Business

SRA officials decry rising retail sugar price

Erwin Nicavera

TWO officials of the Sugar Regulatory Administration (SRA) are suspecting that the rising price of retail sugar are results of price manipulation.

SRA Board Members Roland Beltran and Dino Yulo representing the millers and producers, respectively, said wholesalers and retailers are possibly manipulating the price in the market.

This pronouncement was based on the result of their consultation with the stakeholders over the long weekend.

The officials, in a press statement on Sunday, April 21, said constituents have been complaining that the high cost of retail sugar among public markets and supermarkets that reached P60 per kilogram is “artificial.”

“There are sectors profiting largely from this at the expense of the industry,” the statement said.

Yulo said they have not been remiss in reminding the Department of Trade and Industry (DTI) to do its job and monitor retail prices of sugar.

“At the end of the day, it will be the producers who will be at the receiving end of this problem,” he added.

Beltran, for his part, said mill gate prices of sugar for the past months have been holding steady at P1,450 to P1,500 per 50-kilogram bag.

Beltran said warehouses are filled to the brim with sugar thus, any hike in sugar prices is artificial and being manipulated.

“When retail prices of sugar goes beyond P60 per kilo, that should reflect double the existing mill gate price,” he added.

Yulo also said that they have been directing their eyes on the traders but he thinks that they should now set their eyes on the wholesalers and retailers.

If indeed there is a problem in the supply chain, it is definitely not coming from the producers and the millers, Yulo pointed out.

“This may be another ploy in setting up a scenario to justify liberalization of sugar importation,” he suspected.

Yulo said Philippine Chamber of Commerce and Industry (PCCI) chairman George Barcelon earlier called for sugar import liberalization despite admitting that importation at this point may flood the market if there is abundant supply of domestic sugar.

For the two SRA officials, this has become a consumer issue and there is obvious profiteering thus, the DTI should take a closer look at the market.

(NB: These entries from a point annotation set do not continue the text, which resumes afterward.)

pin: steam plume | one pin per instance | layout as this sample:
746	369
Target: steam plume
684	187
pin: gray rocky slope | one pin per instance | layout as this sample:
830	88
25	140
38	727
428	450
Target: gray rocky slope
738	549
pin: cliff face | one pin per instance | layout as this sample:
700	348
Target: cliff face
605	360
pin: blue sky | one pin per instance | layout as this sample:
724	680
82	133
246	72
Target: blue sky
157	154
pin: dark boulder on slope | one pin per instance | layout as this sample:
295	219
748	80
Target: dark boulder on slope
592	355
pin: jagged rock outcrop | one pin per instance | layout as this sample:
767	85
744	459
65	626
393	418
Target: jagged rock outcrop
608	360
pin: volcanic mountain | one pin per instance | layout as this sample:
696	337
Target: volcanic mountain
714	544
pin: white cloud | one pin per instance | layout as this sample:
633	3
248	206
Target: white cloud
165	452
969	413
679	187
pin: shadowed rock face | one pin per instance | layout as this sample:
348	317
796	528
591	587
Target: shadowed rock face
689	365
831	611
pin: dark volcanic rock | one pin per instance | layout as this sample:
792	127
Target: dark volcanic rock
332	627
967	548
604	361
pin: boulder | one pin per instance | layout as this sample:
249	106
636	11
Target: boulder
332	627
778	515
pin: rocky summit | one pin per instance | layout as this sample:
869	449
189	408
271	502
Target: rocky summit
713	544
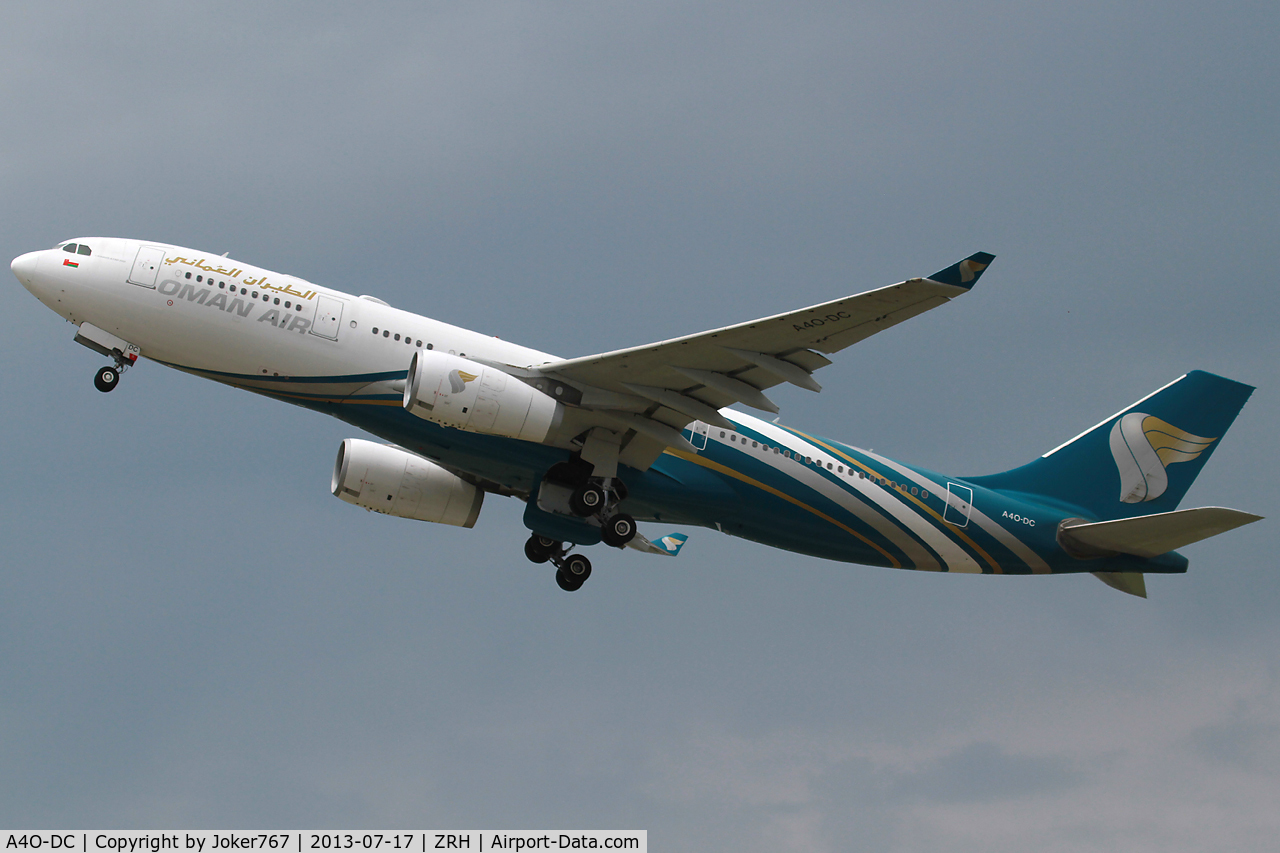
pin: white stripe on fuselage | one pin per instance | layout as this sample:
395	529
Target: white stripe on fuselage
976	516
955	557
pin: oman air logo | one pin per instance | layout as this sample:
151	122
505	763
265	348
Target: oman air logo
458	381
1143	446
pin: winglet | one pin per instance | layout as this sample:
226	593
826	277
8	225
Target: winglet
668	544
965	273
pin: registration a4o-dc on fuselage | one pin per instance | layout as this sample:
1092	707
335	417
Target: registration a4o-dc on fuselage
595	443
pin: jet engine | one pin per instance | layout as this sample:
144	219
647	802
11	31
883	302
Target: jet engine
461	393
388	479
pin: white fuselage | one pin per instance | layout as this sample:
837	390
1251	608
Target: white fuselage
220	315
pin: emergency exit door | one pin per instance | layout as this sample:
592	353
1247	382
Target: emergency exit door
328	318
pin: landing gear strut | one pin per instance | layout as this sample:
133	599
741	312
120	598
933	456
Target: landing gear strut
571	570
108	378
597	497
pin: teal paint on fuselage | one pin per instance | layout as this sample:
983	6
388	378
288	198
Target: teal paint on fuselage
781	502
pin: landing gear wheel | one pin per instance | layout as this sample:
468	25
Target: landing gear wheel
574	573
106	379
618	530
588	500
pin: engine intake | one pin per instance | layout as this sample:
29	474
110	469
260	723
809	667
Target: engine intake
465	395
388	479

They are having a hard time explaining, particularly to the small farmers who compose over 80 percent of sugar producers, why there is a huge difference between mill gate and retail prices and what is government doing about this.

Yulo said unfortunately, the very agency who is tasked to monitor and ensure that this should not happen is not doing its job.

“At the end of the day, who is being screwed here, the producers and the consumers,” Yulo said, as he expressed hopes that the DTI will not wait for the price to reach P70 per kilogram.